大貴族であり不敗の名将として世界に名を馳せていた父は先だっての戦いでも見事に勝利を収めて見せた。その名将の輝かしい勝利の数々に対して、改めて何か特別な形で報いるべきではないか。そういった声もあり、王は父を労うため家族も招待して大々的に式典を執り行うことを決めたのである。
ただ、間の悪いことに出発の前日に私は風邪をひいてしまった。無理矢理一緒について行こうとしたのだが、当然家族に反対され、結局大人しく留守番する他なかった。
恨みがましく睨むと父は私の髪を優しく撫でて仕方ないと宥めた。帰りに何か土産を買ってこようと慰める。
そんなものどうでもいい、と小声で言い返すと、父は困った顔をした。それが少しおかしくて笑おうとすると、思わずむせて咳き込んでしまう。
すると、母が背をさすって、気づかわし気な顔で言った。すぐに戻ってくからゆっくり休むのよ。

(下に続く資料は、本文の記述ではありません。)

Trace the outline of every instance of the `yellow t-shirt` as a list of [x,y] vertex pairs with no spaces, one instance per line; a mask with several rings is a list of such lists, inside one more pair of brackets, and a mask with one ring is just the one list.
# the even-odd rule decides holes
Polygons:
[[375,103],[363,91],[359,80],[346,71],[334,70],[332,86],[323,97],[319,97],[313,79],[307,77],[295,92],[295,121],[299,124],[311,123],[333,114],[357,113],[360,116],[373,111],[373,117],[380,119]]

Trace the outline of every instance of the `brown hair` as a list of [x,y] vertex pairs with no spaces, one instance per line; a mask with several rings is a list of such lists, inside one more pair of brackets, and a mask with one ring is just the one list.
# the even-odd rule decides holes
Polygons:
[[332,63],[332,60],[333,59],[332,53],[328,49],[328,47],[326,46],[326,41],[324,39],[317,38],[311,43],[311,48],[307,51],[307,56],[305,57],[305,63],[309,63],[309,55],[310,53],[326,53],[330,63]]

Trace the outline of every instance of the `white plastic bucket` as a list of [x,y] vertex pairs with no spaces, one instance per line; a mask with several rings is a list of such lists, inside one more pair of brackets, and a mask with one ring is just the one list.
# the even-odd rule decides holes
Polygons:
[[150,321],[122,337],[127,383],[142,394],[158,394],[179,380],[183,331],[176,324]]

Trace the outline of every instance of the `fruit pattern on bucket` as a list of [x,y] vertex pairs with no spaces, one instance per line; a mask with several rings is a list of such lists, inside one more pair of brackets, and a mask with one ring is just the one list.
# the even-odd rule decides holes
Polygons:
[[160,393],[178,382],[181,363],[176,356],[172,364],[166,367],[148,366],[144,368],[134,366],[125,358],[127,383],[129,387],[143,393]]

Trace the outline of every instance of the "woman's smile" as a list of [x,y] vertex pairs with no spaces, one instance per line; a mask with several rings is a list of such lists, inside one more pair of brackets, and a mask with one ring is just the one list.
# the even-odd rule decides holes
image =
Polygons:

心配し過ぎだと言うと、母は首を振った。あなたはいつも嘘をつく、熱があっても平気だと無理ばかりするじゃない、と私を咎めた。図星だったので言い返せず、押し黙るしかなかった。
母は、本当のことを言うと残りたかったのだけど、とやはり心配そうな顔で言う。王の招待を欠席しては非礼でしょう、と私が答えると、子供らしくないことばかり言って、と呆れたように笑った。
最後に二歳年下の弟がいつもの人懐っこい笑顔で、行ってくるねと手を振った。私も手を振り返し、恥じぬよう振る舞いには気を付けろよと姉として注意をした。真面目な弟は素直に頷いた。
屋敷から遠ざかっていく三人を窓から見送る。ただ羨ましくて、しかし気にし過ぎるのも何となく癪で私はカーテンを閉めたのだった。